To limit the amount of administration, and to support the patient to have fewer collections and requests, clinicians will sometimes try to put patients with multiple prescriptions onto one prescription by ‘piggybacking’ on another prescription, asking that prescriber to put their medicine onto the prescription.

A consultant psychiatrist describes in more detail why they do this:

“I have to piggyback on the back of the CDAT prescription because someone might be getting prescriptions for different places, and they wouldn't add up timewise. So, their GP prescription will be available on one day, one week, and then CDAT is coming at a different time, and mine is coming at another time. So that person is managing multiple prescriptions at different times and requesting prescriptions at different times. And that's on top of all their own difficulties anyway.

People under our services don't tend to be very good with executive function commission because that's a big part of mental health and we’re asking a lot of people.”
- Consultant psychiatrist across multiple mental health teams
The file of a key worker in the Drug and Alcohol Team containing prescriptions and notes.
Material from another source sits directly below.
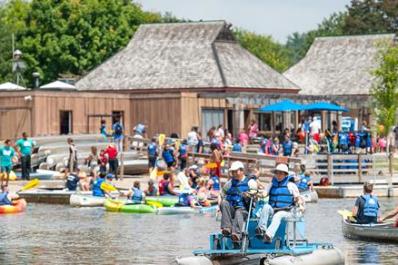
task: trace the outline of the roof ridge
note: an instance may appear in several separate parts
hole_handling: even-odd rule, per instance
[[[375,33],[375,34],[363,34],[363,35],[343,35],[343,36],[320,36],[316,37],[315,40],[322,40],[322,39],[374,39],[374,38],[381,38],[381,37],[390,37],[395,36],[395,33]],[[315,41],[314,40],[314,41]]]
The file of a key worker in the Drug and Alcohol Team containing prescriptions and notes.

Repeat prescriptions

There isn’t a way for non-GP clinicians to create repeat prescriptions.

If a patient has a condition which has stabilised to the point where a repeat prescription is appropriate, the specialist advanced practitioner nurse or consultant will request a shared or enhanced care agreement. GPs are not compelled to agree to this and in the case of mental health, many do not feel able to take on the responsibility and risk, so will refuse.
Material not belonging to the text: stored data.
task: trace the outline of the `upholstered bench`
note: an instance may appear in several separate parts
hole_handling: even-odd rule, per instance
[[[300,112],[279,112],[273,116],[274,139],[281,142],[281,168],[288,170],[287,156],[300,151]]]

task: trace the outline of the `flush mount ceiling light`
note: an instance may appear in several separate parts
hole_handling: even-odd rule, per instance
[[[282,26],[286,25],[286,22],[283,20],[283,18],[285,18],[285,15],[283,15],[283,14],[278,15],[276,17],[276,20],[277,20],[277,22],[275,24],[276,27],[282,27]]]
However, in repeat prescriptions, the mental health teams tend to manually write prescriptions every fortnight or month. Due to the amount of administration required, they are reluctant to issue them weekly, even though that might be better for the patient.

Keeping track of prescriptions

Knowing who has had what, when, is important to reduce the risk of overdose, as well as to combat potential fraud. However, it’s not easy to track prescriptions – it requires going into each patient record (on all the relevant patient record systems) and trawling through the notes and files.  

This tracking of prescriptions is made harder by the fact that patients receiving mental health care move around from team to team, so there is no one person responsible for their continued care, making the quality and accessibility of patient data critical.

Example: A patient has got depression: they might need primary care intervention. But at some point, they might need quite a complex medication, and then, they might be very unwell and need to be seen by CMHT, crisis or inpatients. 

Even though that person has the same disorder, it depends on where they are or how well they are, they might fit anywhere – they might move back and forth. So, it's fluid. You don't have a patient who's always in one service.

E-prescribing through the Electronic Prescription Service (EPS) could provide significant benefits for staff in reducing the admin burden or recording and sharing prescription information. However, the benefits would only result if the e-prescribing software were to replace existing patient record systems, rather than be an additional system for them to use.